И усмехнулся, забавляясь:
— А это было не так уж и больно! Хотя все думали, что страшнее наказанья для меня, долбодуя, нет на свете…
Зато когда слабенькая, сердобольная бабулька хлестала его, походя, в сердцах, резиновой своей авоськой — м!м!м!!! — вот что как раз и было больней всего на свете,
— но — об — этом — в — доме — так — никто — и — не — догадался…
Да. Его очкастая дальнозоркая бабуля в кривых нитяных чулках добросовестно исполосовала,
исхлестала вкривь и вкось,
доблестно излупила
своими резиновыми сетчатыми авоськами —
красными, синими, зелёными —
всё его беспутное детство
и даже не менее беспутную юность!..
— Кто тебя, собаку, портьфейном поил до двух часов ночи?
— Не знаю я никаких поильцев собак.
— Ну, дождёшься ты у меня. Вот скажу отцу — он тебя ремнём выдерет, гуляку!
…И как только он вытерпел эту школу мужества? Бабкину школу мужества на дому?
Однако авоськи бодрили. Ум, норовивший сосредоточиться целиком в области чрезмерно подвижных юных чресел, они взбивали
и довольно быстро гнали вверх,
к голове.
На краткое, впрочем, время.
И всё же — Цахилганов благодарен… Благодарен бабуле за добросовестный чистейший резиновый посвист
на фоне сдавленного, собственного, подросткового воя!

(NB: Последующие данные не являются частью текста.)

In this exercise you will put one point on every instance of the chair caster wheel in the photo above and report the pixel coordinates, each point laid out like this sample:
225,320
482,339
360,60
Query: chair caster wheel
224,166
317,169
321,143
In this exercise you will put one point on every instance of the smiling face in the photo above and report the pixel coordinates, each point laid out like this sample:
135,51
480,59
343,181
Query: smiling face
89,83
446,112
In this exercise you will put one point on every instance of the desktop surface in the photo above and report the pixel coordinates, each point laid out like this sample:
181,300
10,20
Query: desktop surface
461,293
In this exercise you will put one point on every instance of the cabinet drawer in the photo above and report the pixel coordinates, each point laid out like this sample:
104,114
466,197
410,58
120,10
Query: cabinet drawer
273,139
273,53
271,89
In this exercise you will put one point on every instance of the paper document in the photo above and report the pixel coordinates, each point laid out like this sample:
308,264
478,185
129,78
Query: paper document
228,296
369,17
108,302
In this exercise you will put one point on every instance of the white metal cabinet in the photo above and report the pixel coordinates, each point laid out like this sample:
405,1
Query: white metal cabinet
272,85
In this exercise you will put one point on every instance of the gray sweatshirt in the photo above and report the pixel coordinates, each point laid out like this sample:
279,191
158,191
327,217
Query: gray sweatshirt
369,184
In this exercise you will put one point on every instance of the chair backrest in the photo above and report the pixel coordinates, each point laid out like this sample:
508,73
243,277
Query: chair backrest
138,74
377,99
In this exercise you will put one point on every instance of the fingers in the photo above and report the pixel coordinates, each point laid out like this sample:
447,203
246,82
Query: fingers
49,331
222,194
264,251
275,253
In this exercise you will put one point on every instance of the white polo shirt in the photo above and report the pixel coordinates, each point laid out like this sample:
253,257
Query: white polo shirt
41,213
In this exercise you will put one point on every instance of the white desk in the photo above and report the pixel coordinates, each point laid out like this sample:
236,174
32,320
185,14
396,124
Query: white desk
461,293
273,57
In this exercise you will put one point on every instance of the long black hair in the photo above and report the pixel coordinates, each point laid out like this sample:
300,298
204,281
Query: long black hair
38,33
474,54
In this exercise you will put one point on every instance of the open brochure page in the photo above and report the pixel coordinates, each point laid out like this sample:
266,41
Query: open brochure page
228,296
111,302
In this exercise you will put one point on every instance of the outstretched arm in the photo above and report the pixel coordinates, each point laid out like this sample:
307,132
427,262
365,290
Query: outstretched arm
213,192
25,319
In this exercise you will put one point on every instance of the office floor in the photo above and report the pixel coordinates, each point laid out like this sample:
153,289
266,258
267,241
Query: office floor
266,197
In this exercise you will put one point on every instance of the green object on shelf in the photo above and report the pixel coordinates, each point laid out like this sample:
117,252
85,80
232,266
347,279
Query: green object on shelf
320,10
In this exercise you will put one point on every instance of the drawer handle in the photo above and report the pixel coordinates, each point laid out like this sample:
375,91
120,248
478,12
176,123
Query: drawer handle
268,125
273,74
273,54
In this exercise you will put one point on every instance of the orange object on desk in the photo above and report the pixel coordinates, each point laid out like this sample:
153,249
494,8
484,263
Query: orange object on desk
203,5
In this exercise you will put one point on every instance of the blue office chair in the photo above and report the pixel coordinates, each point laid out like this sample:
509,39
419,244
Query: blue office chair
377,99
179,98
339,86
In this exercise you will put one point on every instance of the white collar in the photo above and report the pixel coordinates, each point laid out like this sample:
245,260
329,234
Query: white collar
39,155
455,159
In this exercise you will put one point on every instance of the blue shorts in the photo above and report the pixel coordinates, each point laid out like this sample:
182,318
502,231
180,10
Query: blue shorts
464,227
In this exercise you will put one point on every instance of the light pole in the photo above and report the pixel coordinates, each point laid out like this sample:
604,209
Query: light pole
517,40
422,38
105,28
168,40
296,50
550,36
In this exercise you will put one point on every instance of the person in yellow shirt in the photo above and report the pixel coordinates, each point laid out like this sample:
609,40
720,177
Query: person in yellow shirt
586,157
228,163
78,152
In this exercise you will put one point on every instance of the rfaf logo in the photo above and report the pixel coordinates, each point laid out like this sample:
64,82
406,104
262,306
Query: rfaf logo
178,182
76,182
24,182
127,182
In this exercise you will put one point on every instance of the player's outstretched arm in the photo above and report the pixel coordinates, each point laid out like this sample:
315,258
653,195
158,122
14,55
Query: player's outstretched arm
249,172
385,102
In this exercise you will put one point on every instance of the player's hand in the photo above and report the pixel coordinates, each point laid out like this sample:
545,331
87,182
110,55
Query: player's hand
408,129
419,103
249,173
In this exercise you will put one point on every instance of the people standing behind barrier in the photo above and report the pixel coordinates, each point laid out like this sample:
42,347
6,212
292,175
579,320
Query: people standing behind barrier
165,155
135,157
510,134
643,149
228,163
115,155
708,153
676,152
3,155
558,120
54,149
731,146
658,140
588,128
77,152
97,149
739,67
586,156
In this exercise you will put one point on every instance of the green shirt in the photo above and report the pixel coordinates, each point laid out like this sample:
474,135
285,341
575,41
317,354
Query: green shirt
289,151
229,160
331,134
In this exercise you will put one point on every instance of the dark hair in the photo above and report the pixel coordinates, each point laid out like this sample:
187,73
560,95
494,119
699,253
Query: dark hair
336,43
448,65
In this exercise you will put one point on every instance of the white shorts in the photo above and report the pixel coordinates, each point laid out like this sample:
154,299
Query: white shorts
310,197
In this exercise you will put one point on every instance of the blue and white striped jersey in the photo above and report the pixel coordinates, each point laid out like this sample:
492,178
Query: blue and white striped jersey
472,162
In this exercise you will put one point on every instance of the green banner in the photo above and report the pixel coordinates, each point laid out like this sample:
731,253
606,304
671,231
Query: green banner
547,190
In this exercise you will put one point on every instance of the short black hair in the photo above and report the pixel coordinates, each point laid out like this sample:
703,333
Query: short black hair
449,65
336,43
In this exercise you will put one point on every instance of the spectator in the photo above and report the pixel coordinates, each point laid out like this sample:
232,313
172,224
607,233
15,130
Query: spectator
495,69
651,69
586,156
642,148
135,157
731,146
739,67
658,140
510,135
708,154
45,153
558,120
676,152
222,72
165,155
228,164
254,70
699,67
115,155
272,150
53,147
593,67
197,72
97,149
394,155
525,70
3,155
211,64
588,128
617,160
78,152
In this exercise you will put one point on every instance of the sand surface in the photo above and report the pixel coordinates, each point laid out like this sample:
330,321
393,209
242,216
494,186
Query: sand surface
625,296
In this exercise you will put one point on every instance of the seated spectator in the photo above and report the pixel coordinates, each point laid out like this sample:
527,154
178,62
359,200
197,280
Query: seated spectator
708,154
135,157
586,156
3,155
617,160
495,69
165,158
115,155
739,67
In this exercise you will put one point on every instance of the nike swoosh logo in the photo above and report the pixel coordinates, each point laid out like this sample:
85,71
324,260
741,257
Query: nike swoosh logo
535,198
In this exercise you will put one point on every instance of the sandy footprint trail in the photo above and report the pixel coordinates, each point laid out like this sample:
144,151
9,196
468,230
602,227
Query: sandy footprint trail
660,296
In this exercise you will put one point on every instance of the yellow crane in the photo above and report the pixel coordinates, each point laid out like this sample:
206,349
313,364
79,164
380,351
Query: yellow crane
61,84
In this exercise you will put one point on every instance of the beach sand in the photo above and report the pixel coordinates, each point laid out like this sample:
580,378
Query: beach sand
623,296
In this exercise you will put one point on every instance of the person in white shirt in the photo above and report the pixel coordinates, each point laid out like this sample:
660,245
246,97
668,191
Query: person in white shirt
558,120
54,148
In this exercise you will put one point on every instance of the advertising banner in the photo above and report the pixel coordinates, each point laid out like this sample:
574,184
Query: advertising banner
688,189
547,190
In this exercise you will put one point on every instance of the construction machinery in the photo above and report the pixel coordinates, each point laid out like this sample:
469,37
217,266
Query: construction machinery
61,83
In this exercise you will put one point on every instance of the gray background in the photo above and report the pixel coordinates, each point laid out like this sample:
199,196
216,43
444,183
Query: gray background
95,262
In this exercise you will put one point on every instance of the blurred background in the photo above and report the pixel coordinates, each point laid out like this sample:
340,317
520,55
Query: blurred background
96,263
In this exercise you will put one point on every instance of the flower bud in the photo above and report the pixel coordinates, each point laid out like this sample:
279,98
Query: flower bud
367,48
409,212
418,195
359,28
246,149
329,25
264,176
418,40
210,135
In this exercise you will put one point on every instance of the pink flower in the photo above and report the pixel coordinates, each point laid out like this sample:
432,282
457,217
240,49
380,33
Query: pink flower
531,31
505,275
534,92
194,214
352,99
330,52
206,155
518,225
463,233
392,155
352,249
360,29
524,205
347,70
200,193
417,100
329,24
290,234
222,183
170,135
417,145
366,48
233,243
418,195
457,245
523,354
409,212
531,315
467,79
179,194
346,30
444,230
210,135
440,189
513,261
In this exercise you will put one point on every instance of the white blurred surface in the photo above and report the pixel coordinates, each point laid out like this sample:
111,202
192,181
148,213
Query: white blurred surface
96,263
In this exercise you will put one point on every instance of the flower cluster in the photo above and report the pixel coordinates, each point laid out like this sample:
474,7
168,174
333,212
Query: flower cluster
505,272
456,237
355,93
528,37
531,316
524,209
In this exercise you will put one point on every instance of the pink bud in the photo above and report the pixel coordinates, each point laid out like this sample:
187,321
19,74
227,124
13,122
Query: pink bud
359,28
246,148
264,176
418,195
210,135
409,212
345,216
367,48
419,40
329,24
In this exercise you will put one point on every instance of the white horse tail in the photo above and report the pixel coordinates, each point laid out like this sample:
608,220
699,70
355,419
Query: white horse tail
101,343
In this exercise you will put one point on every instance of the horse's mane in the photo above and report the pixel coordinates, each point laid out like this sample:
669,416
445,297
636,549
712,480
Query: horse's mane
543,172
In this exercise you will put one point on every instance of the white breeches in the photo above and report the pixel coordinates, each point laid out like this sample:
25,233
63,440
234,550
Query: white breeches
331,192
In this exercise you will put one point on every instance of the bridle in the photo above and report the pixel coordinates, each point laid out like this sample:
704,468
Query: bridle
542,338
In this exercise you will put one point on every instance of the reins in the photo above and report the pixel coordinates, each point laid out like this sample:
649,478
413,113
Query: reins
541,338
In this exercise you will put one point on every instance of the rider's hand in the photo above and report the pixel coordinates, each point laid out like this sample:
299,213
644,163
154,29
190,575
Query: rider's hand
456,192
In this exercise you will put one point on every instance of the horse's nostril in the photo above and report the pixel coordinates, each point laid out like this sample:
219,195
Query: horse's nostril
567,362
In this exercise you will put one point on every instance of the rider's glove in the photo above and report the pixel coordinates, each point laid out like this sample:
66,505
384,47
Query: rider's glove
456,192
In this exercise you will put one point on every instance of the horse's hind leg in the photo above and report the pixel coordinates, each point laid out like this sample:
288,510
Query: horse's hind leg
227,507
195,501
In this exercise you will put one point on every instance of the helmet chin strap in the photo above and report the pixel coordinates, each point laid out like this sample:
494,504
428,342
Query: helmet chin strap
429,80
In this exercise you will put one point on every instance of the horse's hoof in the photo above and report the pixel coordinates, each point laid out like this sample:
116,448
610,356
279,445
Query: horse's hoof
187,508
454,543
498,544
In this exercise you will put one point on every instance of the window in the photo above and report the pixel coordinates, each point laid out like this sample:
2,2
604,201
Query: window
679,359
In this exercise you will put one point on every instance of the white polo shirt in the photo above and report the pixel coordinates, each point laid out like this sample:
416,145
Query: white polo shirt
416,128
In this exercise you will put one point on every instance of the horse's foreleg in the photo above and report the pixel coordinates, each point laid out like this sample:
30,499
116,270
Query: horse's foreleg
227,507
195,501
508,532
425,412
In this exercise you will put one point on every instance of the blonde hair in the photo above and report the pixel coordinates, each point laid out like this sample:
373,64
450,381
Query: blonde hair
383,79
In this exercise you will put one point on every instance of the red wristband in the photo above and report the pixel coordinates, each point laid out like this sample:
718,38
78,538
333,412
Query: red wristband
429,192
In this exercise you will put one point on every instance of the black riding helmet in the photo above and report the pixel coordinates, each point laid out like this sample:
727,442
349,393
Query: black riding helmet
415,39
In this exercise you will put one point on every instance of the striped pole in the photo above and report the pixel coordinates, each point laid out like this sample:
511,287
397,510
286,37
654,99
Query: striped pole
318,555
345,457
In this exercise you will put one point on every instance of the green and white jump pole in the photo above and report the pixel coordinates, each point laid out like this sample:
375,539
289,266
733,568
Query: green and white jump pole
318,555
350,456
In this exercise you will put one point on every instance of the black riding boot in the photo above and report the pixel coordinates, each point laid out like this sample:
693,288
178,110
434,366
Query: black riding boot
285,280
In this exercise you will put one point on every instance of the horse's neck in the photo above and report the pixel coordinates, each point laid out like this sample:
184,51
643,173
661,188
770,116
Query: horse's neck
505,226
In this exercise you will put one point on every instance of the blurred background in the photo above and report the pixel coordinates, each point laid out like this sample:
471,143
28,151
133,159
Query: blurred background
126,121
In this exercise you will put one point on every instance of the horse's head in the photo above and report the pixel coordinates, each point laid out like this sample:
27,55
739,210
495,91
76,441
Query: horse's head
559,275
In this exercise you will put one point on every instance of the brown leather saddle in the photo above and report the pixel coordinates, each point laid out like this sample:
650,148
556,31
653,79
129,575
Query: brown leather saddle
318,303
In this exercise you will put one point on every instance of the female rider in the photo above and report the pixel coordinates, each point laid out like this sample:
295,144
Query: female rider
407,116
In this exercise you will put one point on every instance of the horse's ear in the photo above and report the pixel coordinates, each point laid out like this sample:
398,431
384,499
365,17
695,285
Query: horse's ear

— …А ведь я всегда, при том при всём, очень хорошо учился, Горюнова! — вздохнул он. — Не в пример твоему мужу. Если судить по прогнозам погоды, учился он прямо-таки скверно… Ты ещё здесь? Отправляйся. Там дети без тебя, своей беспутной мамы, сильно плачут —
и — жалобно — стонут — быть — может…
(Фортепианное соло без сигнализации).
— Им же лучше — сидеть с порядочной свекровью, а не со мной, такой скверной! Такой аморальной! — настойчиво кокетничала Горюнова.
— Как-как? — тупо удивился Цахилганов. — Ам…?
— …оральной! — быстро подсказала Горюнова.
Цахилганов неодобрительно покачал головой.
Он не любил, когда женщины пробуждали в нём нижайший цинизм, и злился оттого на них, а не на себя.
— Это — так педагогично, так даль-но-видно, — не слышала и не понимала она его ленивой, тяжёлой и пошлой забавы. — Держать детей подальше от нынешних матерей. Очень дальновидно.
— Хм… Даль, но — видно… Уже — лучше. Немного лучше, Горюнова! — одобрил Цахилганов, грубо хлопнув её по плечу.
— А я лучше, так и быть, здесь протрезвею! Чтоб меня из семьи не выгнали! — голос её, шершавый и яркий, как только что треснувший арбуз, от большого количества коньяка обрёл ещё и сочную крепость крюшона. — Поживу несколько часов кряду в твоей наследственной роскошной кагэбэшной квартире! Как будто я не исследовательница пороков номенклатуры, а самая настоящая, привилегированная сноха душителя демократических свобод! Вживусь тут, у тебя, в образ. А вдруг мне понравится?